Two Italian planes bomb the Gialo oasis in Libya. This is seen, by the Italians anyway, as a particularly audacious mission, given that the planes had to fly 373 miles to and from Benghazi and a while ago a pilot fell out of his plane in Libya and was eaten by hyenas, as was the custom.
The Texas Supreme Court rules that women, in this case Miriam “Ma” Ferguson, are eligible to hold office.
Friday, October 18, 2024
Today -100: October 18, 1924: Of monolinguals and table manners
Former ambassador John W. Davis admits at a meeting of Poles in Chicago that he only speaks English.
Headline of the Day -100:
Thursday, October 17, 2024
Today -100: October 17, 1924: The woman idea is here to stay
“Ma” Ferguson, the Democratic nominee for governor of Texas, says of the nomination of Nellie Taylor Ross for governor of Wyoming in the special election there, “The woman idea is here to stay.”
Matilde Pérez Molla becomes Spain’s first woman mayor, of Cuatretondeta. She is appointed, not elected. The first elected mayor, in 1932, will be María Domínguez Remón in Gallur, who will be killed by Francoists early in the Civil War. They weren’t big on the woman idea.
The ZR-3 zeppelin is supposed to be deflated and the hydrogen with which it crossed the Atlantic replaced with helium, which is a lot safer, but the US doesn’t have enough helium to inflate both the ZR-3 and the Shenandoah, so they may not do that.
Wednesday, October 16, 2024
Today -100: October 16, 1924: There is no good in shutting your eyes to the portent of the Third Party movement
Secretary of State Charles Evans Hughes continues to campaign for Coolidge (and Theodore Roosevelt Jr.) by focusing solely on Progressive candidate La Follette while ignoring Democratic candidate Davis. “The Third Party is a dangerous enemy to our form of government,” he says. He says Fightin’ Bob’s plan to give Congress a veto over Supreme Court decisions could lead to “any sort of dictatorship they please.”

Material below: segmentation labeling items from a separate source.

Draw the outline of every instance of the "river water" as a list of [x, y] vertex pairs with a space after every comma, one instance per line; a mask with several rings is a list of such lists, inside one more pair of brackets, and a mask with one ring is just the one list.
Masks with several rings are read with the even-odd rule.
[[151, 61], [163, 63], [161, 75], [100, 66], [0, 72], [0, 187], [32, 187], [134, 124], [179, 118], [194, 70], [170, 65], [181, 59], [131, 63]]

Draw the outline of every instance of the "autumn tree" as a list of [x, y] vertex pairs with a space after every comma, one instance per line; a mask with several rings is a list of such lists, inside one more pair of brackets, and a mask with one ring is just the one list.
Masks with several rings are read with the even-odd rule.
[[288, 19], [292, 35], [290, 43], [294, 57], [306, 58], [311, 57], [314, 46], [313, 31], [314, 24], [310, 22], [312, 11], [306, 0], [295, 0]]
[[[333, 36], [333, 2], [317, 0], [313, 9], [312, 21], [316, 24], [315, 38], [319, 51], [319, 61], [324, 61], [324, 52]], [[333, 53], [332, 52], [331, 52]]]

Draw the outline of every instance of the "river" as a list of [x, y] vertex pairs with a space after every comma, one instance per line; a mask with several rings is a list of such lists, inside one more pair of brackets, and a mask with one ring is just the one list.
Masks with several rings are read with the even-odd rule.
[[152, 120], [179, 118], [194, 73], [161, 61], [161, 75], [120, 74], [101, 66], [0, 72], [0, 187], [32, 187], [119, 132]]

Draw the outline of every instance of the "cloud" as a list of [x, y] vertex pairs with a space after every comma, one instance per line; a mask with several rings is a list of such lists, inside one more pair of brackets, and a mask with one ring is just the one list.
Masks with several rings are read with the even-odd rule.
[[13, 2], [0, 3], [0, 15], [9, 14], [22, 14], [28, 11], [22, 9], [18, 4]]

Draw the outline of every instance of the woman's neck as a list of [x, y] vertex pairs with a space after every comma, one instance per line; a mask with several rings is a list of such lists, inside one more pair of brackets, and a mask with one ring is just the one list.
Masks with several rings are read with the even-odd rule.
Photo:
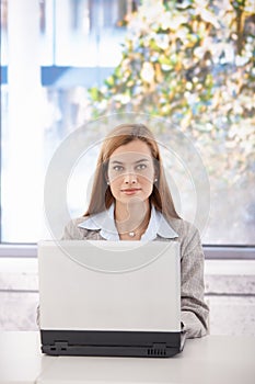
[[149, 201], [130, 202], [129, 204], [116, 202], [115, 223], [120, 238], [140, 239], [148, 227], [150, 214]]

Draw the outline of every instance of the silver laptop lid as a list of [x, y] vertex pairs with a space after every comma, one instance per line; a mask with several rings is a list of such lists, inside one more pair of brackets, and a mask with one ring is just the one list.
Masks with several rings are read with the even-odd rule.
[[179, 331], [175, 241], [40, 241], [40, 329]]

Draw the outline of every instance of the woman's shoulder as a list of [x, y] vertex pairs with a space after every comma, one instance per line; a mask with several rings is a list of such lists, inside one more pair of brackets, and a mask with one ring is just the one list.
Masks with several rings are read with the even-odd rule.
[[187, 222], [184, 218], [171, 217], [167, 218], [167, 222], [181, 237], [198, 233], [198, 229], [195, 226], [195, 224]]

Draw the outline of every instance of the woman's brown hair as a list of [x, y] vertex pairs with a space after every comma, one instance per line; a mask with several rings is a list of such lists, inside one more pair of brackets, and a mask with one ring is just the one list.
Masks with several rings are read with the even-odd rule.
[[173, 199], [165, 179], [159, 146], [151, 131], [143, 124], [118, 125], [105, 137], [97, 159], [89, 208], [84, 216], [108, 210], [114, 203], [114, 196], [107, 184], [108, 160], [118, 147], [132, 140], [141, 140], [146, 143], [150, 147], [154, 160], [158, 181], [153, 184], [150, 203], [153, 204], [157, 210], [162, 212], [165, 218], [179, 218], [175, 211]]

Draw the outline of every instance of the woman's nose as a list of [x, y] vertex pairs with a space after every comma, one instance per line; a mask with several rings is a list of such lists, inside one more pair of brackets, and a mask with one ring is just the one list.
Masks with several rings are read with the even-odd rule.
[[132, 173], [132, 172], [127, 172], [125, 173], [124, 176], [124, 182], [125, 184], [135, 184], [137, 183], [137, 176], [136, 173]]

Indiana Secretary of State Edward Jackson (R), who is running for governor, has been circulating photographs of Ku Klux Klan records to prove he is a member. As are almost all Republicans running for office in the state. Unclear why Jackson thought people needed reassurance on his klannishness.

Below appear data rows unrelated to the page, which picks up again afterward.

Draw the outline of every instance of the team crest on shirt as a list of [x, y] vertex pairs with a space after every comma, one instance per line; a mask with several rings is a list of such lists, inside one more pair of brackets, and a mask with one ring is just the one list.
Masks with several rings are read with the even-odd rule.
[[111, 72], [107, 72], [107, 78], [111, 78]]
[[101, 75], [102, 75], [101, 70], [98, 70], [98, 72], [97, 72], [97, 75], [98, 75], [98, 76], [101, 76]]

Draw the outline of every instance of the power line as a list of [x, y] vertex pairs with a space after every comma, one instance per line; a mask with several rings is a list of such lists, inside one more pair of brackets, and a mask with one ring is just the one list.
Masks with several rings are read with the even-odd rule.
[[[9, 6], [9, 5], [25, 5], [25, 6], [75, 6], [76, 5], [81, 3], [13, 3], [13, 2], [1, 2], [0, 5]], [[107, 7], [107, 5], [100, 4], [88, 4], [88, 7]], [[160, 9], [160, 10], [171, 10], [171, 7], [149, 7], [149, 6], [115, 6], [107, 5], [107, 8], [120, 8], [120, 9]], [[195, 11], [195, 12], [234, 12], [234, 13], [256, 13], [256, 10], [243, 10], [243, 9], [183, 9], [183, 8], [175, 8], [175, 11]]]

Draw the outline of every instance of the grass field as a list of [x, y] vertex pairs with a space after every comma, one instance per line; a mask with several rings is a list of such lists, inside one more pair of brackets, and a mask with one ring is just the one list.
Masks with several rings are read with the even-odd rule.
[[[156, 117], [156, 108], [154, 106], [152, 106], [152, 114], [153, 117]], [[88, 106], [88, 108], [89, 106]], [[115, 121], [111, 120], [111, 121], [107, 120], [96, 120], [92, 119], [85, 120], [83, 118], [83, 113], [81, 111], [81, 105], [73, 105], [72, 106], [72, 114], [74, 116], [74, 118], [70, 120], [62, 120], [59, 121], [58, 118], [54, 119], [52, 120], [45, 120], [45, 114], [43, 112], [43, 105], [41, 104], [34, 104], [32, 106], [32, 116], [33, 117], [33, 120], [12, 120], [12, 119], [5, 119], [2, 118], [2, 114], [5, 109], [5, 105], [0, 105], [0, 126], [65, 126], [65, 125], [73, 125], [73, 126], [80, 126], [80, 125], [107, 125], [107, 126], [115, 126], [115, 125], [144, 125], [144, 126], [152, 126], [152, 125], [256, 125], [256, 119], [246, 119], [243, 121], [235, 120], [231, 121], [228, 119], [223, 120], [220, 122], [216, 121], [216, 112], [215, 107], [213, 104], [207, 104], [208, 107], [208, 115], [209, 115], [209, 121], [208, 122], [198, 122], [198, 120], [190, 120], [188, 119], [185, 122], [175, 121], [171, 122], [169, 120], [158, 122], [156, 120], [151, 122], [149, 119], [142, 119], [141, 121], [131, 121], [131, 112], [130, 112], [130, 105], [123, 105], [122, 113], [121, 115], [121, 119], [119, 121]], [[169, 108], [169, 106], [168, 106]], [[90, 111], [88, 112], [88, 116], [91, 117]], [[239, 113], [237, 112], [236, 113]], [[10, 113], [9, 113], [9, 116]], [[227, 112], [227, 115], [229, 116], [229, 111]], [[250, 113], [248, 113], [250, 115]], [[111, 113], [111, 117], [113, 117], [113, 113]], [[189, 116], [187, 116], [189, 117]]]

The ZR-3 zeppelin completes its 5,000-mile trip from the factory in Germany that built it as part of war reparations to the US in 81 hours, circling New York City 5 times just above the skyscrapers and sailing high over Brooklyn (don’t we all) before landing in Lakehurst, New Jersey.

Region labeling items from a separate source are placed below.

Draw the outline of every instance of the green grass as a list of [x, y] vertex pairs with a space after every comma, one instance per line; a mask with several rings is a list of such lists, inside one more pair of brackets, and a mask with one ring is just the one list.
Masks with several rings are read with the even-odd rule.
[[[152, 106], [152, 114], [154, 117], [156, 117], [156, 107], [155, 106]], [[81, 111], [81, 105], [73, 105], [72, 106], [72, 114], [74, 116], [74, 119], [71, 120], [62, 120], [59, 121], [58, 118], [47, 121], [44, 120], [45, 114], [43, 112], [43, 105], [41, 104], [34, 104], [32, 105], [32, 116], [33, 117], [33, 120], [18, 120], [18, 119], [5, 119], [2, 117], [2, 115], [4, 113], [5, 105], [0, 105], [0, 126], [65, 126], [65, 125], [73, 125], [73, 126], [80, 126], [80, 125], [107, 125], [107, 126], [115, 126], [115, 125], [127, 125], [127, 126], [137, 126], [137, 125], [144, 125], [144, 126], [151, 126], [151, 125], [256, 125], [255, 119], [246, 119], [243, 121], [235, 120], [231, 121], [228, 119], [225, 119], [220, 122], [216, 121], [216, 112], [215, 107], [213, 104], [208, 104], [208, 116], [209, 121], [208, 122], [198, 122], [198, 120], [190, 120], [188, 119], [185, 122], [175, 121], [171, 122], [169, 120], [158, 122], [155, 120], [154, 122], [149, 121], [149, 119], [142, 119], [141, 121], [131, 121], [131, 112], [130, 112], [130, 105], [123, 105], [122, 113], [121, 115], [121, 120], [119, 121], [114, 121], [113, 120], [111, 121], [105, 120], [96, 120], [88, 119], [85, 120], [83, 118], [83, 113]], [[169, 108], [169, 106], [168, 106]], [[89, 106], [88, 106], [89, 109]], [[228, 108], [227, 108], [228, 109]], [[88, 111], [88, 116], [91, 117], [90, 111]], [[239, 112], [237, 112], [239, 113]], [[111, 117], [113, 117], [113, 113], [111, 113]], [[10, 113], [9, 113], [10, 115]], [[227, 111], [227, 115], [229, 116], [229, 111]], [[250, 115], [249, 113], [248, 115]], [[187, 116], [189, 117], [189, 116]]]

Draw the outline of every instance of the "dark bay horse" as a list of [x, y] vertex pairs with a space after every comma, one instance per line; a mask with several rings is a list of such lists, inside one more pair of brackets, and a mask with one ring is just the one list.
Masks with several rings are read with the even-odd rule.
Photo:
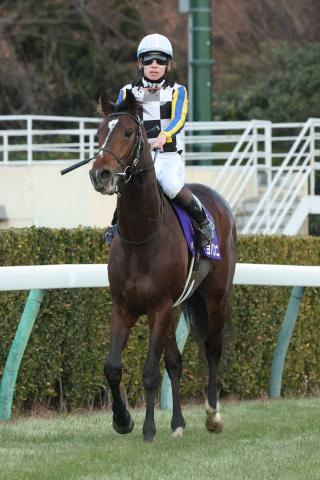
[[[133, 429], [133, 420], [120, 395], [121, 357], [131, 327], [140, 315], [146, 314], [150, 337], [142, 375], [146, 394], [144, 440], [153, 441], [156, 433], [154, 404], [163, 352], [172, 384], [171, 428], [174, 436], [180, 436], [186, 424], [180, 405], [181, 354], [175, 338], [173, 305], [184, 289], [191, 259], [176, 214], [159, 192], [135, 97], [128, 91], [120, 105], [105, 100], [100, 103], [104, 120], [98, 128], [100, 149], [90, 177], [98, 192], [118, 193], [118, 235], [108, 265], [113, 301], [111, 345], [105, 362], [113, 397], [113, 427], [119, 433]], [[192, 324], [201, 325], [204, 333], [209, 370], [206, 427], [219, 432], [223, 422], [218, 412], [217, 367], [223, 327], [230, 316], [236, 230], [230, 209], [220, 195], [202, 185], [188, 186], [211, 212], [222, 254], [222, 260], [200, 262], [199, 286], [183, 305]]]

In Toronto, Prince Edward falls off his horse, as was the custom.
The Wahabis capture Mecca. No “excesses” have been reported.
Headline of the Day -100:
New York Giants pitcher Walter Huntzinger, not a large vomiting man, although I suppose he could be both.
Tuesday, October 15, 2024
Today -100: October 15, 1924: Of salient personages and widows
Sen. Frank B. Brandegee (R-Connecticut), 60, commits suicide by gas inhalation. He was ill and had made some bad real estate speculations. He leaves a note for the servants, along with $200 to divide among 3 of them, warning “beware of the gas.” The NYT says Brandegee “was no mediocrity, but a salient personage.” “‘Reactionaries’ have their value. Especially are they needed now when ‘progressives’ is the only word.”
At an emergency state convention Wyoming Democrats nominate the late governor William Ross’s widow Nellie to replace him.